What does the industry’s growth rely on?
An industry doesn’t exist in a vacuum. External factors weigh heavily on its ability to survive and thrive. Does the industry rely on an established megatrend? Then it will probably be strong for a while. Does it rely on factors that are losing relevance? Then it may begin to decline soon. Technological and demographic changes are other factors that may contribute to an industry’s growth or fall.
Keep in mind that a sector will either continue to grow, shrink, or be level, but individual industries can grow, shrink, or even be on a track to disappear. If a sector is expanding, you may see new industries emerge. For example, as millions of Americans climb into their later years, profitable opportunities await companies that are prepared to cater to them.
Is the industry dependent on another industry?
This twist on the prior question is a reminder that industries frequently are intertwined and can become codependent. When one industry suffers, you may find it helpful to understand which industries will subsequently suffer. The reverse can also be true — when one industry is doing well, other industries may reap the benefits.
In either case, if the stock you choose is in an industry that’s highly dependent on other industries, you should know about it. If you’re considering stocks of resort companies and you see the headlines blaring, “Airlines losing money as public stops flying,” what do you do? Consider cause and effect. Logic and common sense are powerful tools that frequently trump all the number-crunching activity performed by analysts.
Who are the leading companies in the industry?
After you’ve chosen the industry, what types of companies do you want to invest in? You can choose from two basic types:
Established leaders: These companies are considered industry leaders or have a large share of the market. Investing in these companies is the safer way to go; what better choice for novice investors than companies that have already proven themselves?
Innovators: If the industry is hot and you want to be more aggressive in your approach, investigate companies that offer new products, patents, or technologies. These companies are probably smaller but have a greater potential for growth in a proven industry.
Is the industry a target of government action?
You need to know if the government is targeting an industry, because intervention by politicians and bureaucrats (rightly or wrongly) can have an impact on an industry’s economic situation. Find out about any political issues that face a company, industry, or sector.
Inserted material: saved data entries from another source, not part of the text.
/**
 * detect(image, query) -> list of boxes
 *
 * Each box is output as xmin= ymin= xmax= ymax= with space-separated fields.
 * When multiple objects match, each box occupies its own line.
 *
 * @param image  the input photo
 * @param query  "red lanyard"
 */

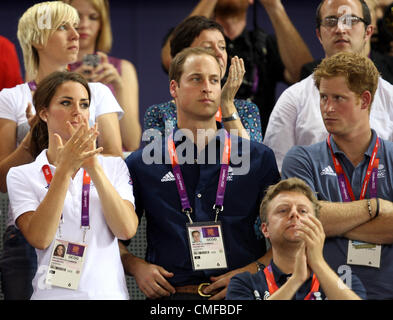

Investors need to take heed when political “noise” starts coming out about a particular industry. An industry can be hurt either by direct government intervention or by the threat of it. Intervention can take the form of lawsuits, investigations, taxes, regulations, or sometimes an outright ban. In any case, being on the wrong end of government intervention is the greatest external threat to a company’s survival.
Sometimes, government action helps an industry. Generally, beneficial action takes two forms:
Deregulation and/or tax decreases: Government sometimes reduces burdens on an industry. During the late 1990s, for example, government deregulation led the way to more innovation in the telecommunications industry. This trend, in turn, laid the groundwork for more innovation and growth in the Internet and expansion of cellphone service.
Direct funding: Government has the power to steer taxpayer money toward business as well. In recent years, federal and state governments have provided tax credits and other incentives for alternative energy such as solar power.